PROJECT SUMMARY Sensorineural hearing loss is caused by the death of hair cells in the organ of Corti, and once lost, cochlear hair cells in humans and other mammals do not regenerate. In contrast, non-mammalian vertebrates can functionally recover from deafening injury by mobilizing supporting cells to divide and differentiate to replace lost hair cells. Over the last 10 years, the consensus from many studies is that supporting cells in the embryonic and neonatal organ of Corti retain a limited capacity to divide and differentiate into hair cells under certain conditions, but that this ability declines precipitously prior to the onset of hearing. One facet of such an age-dependent decline in regenerative potential is the function of the transcription factor Atoh1. Ectopic expression of Atoh1 in embryonic or neonatal cochlear tissue can transform supporting cells or adjacent non-sensory cells into hair cells - but this ability appears to be severely diminished after the onset of hearing in mice. We have shown that additional hair cell transcription factors, such as Gfi1 and Pou4f3, can enhance the ability of Atoh1 to generate hair cell-like cells in older animals, but it is not clear how closely these resemble bona fide hair cells, whether reprogramming is feasible in ears that have been chronically deafened, and whether additional interventions can improve the modest regeneration we observe. This proposal seeks to evaluate the feasibility of transcription factor reprogramming in the mature, deafened cochlea. We will also apply these cochlear regenerative strategies to the mature utricle, which we and others have shown to have a greater capacity for regeneration than the cochlea, and also a better response to transcription factor reprogramming.

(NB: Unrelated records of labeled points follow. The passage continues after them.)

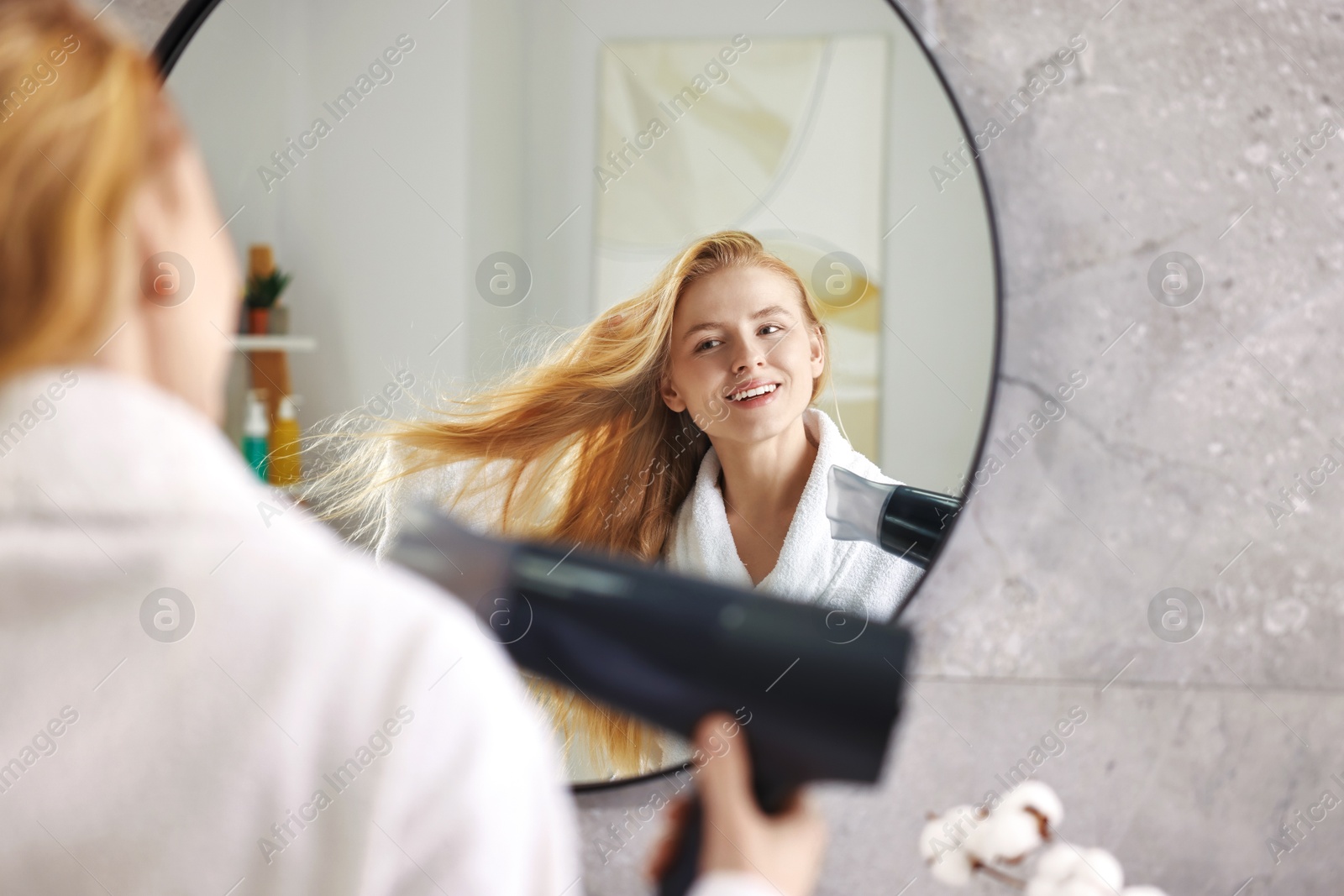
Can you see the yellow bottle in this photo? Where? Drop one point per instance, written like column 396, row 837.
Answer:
column 286, row 468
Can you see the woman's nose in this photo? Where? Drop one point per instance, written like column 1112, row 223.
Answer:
column 749, row 356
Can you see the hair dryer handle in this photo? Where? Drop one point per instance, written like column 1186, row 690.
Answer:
column 685, row 855
column 685, row 866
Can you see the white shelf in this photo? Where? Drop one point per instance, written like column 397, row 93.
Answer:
column 268, row 343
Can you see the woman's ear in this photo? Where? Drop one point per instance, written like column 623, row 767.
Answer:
column 817, row 343
column 669, row 396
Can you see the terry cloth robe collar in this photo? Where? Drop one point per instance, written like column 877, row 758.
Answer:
column 69, row 429
column 812, row 567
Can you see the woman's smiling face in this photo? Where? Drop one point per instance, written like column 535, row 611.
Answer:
column 743, row 355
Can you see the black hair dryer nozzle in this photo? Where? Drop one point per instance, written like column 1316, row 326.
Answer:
column 898, row 519
column 820, row 701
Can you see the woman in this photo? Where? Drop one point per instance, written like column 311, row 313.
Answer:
column 205, row 687
column 676, row 427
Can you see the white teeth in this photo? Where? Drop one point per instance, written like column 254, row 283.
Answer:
column 746, row 394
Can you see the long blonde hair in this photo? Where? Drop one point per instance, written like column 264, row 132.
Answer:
column 578, row 448
column 84, row 123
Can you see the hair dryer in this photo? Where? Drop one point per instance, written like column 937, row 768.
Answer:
column 822, row 699
column 898, row 519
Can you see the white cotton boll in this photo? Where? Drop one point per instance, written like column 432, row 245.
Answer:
column 1005, row 837
column 1038, row 795
column 941, row 846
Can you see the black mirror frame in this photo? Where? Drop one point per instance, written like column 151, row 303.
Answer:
column 183, row 27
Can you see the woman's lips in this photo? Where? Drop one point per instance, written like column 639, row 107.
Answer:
column 757, row 401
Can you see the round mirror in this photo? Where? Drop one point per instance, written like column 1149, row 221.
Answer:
column 429, row 195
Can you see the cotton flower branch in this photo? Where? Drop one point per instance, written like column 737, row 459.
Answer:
column 1001, row 833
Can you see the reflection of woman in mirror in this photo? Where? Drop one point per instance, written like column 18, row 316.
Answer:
column 678, row 426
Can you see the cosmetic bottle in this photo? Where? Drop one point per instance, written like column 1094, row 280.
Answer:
column 286, row 468
column 255, row 429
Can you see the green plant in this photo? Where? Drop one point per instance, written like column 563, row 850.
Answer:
column 262, row 291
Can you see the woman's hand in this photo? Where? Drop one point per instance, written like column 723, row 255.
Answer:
column 786, row 849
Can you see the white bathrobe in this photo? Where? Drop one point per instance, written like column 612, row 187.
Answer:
column 813, row 567
column 136, row 763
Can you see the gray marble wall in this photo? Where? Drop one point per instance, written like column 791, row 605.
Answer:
column 1162, row 473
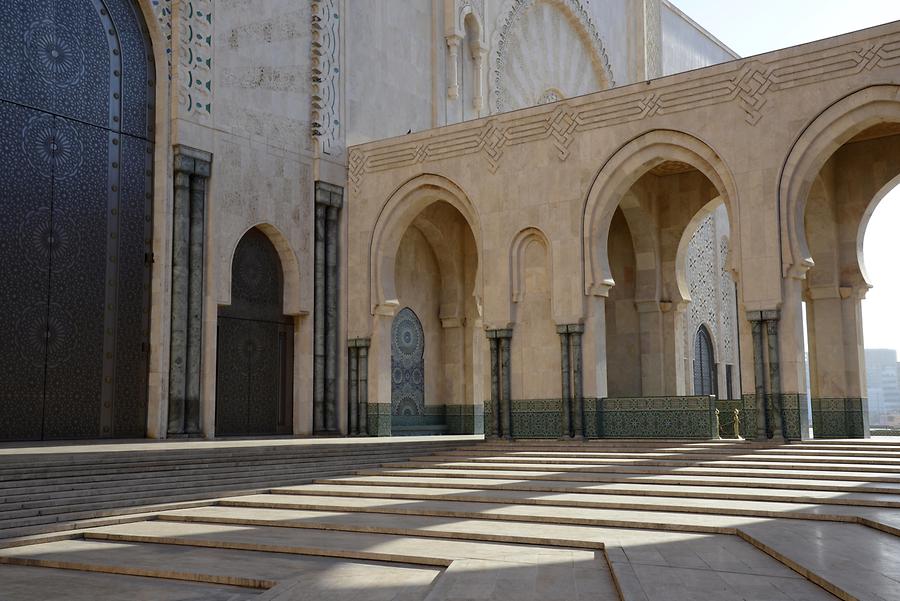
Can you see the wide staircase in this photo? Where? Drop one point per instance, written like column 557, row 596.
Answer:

项目概要 感音神经性听力损失是由柯蒂氏器中的毛细胞死亡引起的，一旦丧失，耳蜗 人类和其他哺乳动物的毛细胞不会再生。相比之下，非哺乳动物脊椎动物可以 通过动员支持细胞进行分裂和分化以替换，从震耳欲聋的损伤中功能恢复 失去毛细胞。过去 10 年来，许多研究一致认为，支持细胞 胚胎和新生儿的 Corti 器官在以下条件下保留有限的分裂和分化为毛细胞的能力 某些条件下，但这种能力在听力开始之前急剧下降。 这种与年龄相关的再生潜力下降的一个方面是转录因子的功能 阿托1. Atoh1在胚胎或新生儿耳蜗组织中的异位表达可以转化支持细胞或 相邻的非感觉细胞转变为毛细胞 - 但这种能力似乎在出现后严重减弱 老鼠的听力。我们已经证明，额外的毛细胞转录因子，例如 Gfi1 和 Pou4f3，可以 增强 Atoh1 在老年动物中生成毛细胞样细胞的能力，但尚不清楚这些细胞的密切程度如何 类似于真正的毛细胞，对于长期耳聋的耳朵来说，重新编程是否可行， 以及额外的干预措施是否可以改善我们观察到的适度再生。该提案旨在 评估转录因子重编程在成熟、耳聋的耳蜗中的可行性。我们也会 将这些耳蜗再生策略应用于成熟的椭圆囊，我们和其他人已经证明，成熟的椭圆囊具有 比耳蜗具有更强的再生能力，并且对转录因子有更好的反应 重新编程。